How many folds in cross validation provide nearly unbiased estimates of prediction accuracy?

A

5-10 folds

58
Q

When is N-fold CV for internal validation valid?

A

If no model selection or model tuning (i.e. identifying the best lambda, see next lecture) is performed, for example:

  • Theory driven models
  • Models with a small number of predictors relative to sample size
59
Q

Often we train a model in which hyperparameters also need to be optimized using cross-validation (example ridge, lasso, elastic net).

What issue does this cause?

  1. How can this be overcome?
A
  1. Choosing the parameters based on maximizing prediction accuracy using CV biases the model to the dataset, yielding an overly-optimistic score!
    - This is because testing data are part of the model building process!
  2. Nested CV estimates the generalization error of the underlying model and its (hyper)parameter search!

Nested CV efficiently uses a series of train/validation/test set splits.

60
Q

What does bootstrapping involve?

A

Bootstrapping: take a bootstrap sample (sample with replacement):

  1. Fit your model in your bootstrap sample (on average 63.2% of our data)
  2. Assess your model in the cases not selected by the bootstrap (on average: 36.8% of our data): Predict outcome and calculate the MSE
  3. Repeat the bootstrap 100-1000 times and average the MSEs and use this as an estimate of internal validity!
  4. Again, the final model is estimated using the whole data set!
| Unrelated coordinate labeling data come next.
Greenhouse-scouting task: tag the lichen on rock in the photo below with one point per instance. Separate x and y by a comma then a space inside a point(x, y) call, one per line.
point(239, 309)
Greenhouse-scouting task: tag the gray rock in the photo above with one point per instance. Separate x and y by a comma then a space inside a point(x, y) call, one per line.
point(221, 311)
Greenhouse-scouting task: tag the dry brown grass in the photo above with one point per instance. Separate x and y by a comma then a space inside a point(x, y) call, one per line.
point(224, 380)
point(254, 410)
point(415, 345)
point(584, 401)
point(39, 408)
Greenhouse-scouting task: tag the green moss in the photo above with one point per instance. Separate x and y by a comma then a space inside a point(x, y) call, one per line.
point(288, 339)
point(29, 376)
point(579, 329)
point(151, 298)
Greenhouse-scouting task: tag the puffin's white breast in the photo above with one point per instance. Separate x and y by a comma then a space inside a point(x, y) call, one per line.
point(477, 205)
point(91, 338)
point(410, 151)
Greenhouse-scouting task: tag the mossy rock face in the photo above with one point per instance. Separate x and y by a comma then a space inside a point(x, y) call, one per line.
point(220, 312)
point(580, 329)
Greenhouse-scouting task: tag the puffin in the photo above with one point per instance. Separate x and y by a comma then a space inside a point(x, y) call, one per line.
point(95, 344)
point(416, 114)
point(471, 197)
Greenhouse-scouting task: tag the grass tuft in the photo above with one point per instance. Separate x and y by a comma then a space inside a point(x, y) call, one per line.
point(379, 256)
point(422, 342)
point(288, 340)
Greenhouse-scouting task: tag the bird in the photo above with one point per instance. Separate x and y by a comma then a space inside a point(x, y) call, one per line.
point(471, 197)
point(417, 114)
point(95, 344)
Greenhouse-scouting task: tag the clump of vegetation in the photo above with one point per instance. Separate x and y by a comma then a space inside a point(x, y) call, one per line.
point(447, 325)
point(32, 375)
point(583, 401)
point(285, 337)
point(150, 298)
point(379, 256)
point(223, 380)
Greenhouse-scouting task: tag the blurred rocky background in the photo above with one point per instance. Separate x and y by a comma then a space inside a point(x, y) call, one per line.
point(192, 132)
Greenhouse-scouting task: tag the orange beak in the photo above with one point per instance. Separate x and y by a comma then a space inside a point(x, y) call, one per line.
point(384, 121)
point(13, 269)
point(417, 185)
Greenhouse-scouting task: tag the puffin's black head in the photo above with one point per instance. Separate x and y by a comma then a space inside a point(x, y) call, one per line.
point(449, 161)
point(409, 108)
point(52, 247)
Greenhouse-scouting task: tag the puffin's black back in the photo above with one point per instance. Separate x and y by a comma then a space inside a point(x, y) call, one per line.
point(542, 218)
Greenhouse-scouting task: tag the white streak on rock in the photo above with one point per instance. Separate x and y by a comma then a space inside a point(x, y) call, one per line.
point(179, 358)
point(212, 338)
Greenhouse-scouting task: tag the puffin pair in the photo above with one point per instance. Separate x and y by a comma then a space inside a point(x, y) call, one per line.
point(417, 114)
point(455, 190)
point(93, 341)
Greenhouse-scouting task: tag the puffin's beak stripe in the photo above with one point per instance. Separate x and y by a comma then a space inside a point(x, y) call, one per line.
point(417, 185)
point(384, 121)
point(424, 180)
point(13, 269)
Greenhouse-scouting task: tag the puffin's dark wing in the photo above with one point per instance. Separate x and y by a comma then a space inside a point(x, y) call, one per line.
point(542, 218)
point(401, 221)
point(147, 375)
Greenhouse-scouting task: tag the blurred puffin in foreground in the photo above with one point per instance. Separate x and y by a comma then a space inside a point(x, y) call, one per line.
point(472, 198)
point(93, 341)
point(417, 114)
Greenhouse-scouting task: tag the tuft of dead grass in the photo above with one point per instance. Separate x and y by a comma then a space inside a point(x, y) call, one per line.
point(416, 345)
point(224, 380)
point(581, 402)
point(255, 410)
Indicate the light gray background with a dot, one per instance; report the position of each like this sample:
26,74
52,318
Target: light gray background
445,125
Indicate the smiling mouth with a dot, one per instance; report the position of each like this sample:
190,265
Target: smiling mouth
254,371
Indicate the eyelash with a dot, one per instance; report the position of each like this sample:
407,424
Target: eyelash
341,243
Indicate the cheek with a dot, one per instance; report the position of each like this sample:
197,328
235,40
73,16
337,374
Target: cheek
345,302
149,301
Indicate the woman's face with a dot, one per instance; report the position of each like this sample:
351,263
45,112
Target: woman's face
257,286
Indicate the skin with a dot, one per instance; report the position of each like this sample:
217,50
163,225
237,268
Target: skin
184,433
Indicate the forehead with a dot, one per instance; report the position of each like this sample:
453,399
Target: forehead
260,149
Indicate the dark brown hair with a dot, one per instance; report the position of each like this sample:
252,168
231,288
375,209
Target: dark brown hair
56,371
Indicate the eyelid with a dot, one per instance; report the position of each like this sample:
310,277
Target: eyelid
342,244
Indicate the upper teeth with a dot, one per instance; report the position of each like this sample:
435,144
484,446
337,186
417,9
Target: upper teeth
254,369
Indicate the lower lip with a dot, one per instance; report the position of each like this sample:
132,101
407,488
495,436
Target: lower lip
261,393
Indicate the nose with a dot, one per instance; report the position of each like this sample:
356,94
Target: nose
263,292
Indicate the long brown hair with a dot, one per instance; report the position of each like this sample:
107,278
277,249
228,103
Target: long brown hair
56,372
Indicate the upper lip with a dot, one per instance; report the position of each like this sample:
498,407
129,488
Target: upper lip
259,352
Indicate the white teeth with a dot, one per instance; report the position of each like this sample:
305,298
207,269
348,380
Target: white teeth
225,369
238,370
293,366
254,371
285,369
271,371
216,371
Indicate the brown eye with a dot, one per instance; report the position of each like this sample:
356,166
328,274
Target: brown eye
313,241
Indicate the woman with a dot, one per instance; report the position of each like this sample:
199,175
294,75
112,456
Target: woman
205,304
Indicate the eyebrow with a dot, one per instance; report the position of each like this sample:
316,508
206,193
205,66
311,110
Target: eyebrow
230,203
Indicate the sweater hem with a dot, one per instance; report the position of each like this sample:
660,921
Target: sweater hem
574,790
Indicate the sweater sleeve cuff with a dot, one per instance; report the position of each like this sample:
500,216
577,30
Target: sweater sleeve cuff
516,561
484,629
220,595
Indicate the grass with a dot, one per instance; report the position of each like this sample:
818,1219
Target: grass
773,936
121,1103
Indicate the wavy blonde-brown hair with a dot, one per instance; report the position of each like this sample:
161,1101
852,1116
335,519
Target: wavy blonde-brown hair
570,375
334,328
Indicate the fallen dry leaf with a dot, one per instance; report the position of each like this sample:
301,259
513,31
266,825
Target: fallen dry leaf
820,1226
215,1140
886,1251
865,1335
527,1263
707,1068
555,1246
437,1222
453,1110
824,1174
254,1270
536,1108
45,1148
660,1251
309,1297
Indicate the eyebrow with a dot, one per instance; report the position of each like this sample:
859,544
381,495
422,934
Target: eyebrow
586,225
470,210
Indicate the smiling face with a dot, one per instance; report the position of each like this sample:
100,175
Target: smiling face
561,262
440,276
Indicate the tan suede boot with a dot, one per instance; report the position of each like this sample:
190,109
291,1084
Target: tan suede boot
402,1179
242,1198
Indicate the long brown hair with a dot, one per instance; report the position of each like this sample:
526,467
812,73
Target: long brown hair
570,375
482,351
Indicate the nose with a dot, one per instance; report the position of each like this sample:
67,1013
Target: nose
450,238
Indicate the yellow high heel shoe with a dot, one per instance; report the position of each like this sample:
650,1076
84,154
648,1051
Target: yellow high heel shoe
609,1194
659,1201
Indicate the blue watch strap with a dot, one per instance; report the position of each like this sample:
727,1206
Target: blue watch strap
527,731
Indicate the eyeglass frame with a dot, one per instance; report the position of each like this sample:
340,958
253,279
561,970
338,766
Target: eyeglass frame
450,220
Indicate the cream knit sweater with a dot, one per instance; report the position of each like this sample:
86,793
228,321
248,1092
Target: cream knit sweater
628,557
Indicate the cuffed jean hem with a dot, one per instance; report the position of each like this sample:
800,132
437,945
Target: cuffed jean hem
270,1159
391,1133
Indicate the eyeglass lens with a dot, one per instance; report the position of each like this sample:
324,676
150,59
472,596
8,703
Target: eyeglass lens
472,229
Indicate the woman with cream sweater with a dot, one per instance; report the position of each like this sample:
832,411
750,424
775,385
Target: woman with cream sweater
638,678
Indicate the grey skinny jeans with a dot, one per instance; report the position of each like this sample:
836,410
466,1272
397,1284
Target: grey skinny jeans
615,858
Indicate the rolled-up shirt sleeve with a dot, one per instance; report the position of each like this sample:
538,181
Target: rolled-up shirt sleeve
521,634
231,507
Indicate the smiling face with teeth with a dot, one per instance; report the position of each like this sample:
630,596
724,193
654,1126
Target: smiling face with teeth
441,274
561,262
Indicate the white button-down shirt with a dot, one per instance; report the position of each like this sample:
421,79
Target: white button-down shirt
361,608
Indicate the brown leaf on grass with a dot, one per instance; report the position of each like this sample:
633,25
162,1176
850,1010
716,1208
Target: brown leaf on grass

Better bootstrap approaches are available (i.e. 0.632+)

61
Q

Which one should be chosen? split-sample methods, cross- validation or bootstrapping?

A

Research and simulations showed that that split-sample analyses gave overly pessimistic estimates of performance, with large variability. Also insufficient as don’t use whole dataset to estimate parameters

5-10 cross-validation usually has low bias and low variability and often performs best.

Bootstrapping performs similar well to k-fold cross validation unless sample size is small - thereby Usually doesn’t matter if use k fold cross validation or bootstrapping but cross validation typically preferred

62
Q

Can bootstrapping be used for optimism correction?

A

Yes

63
Q
  1. The cross validation estimate is an estimate of what?
  2. What issues may arise with this?
A
  1. How the results will generalize to an independent data set of the same population (internal validation)
  2. However, internal validation may not be sufficient and indicative for the model’s performance in future patients.

Problem: Our sample is usually not a random sample of the clinical population.

64
Q
  1. What is essential before implementing prediction models in clinical practice?
  2. How is this done?
A
  1. External validation
  2. By a completely new data set collected at a different time, different location and ideally by different researchers -> Assessing the clinical population of interest!
65
Q

What are three different types of external validity?

A

Temporal validation – e.g. same investigators, cross-validate in recent years

Spatial validation (other place) – e.g. same investigators, cross-validate in centres

Fully external – e.g. other investigators, other centre , different times

66
Q

How is optimism calculated?

A

Optimism = Apparent validation estimate – Internal validation estimate

67
Q

Why is the apparent validation estimate usually larger compared to internal?

A

Due to optimism

68
Q

We use all data for model development to get optimal efficiency and then apply internal validation procedures using cross-validation or bootstrapping to estimate performance in new data of the same underlying population.

What does this correct for?

A

Optimism of our performance measures derived from the apparent data set and get (nearly) unbiased performance estimates for prediction of new cases of the same population.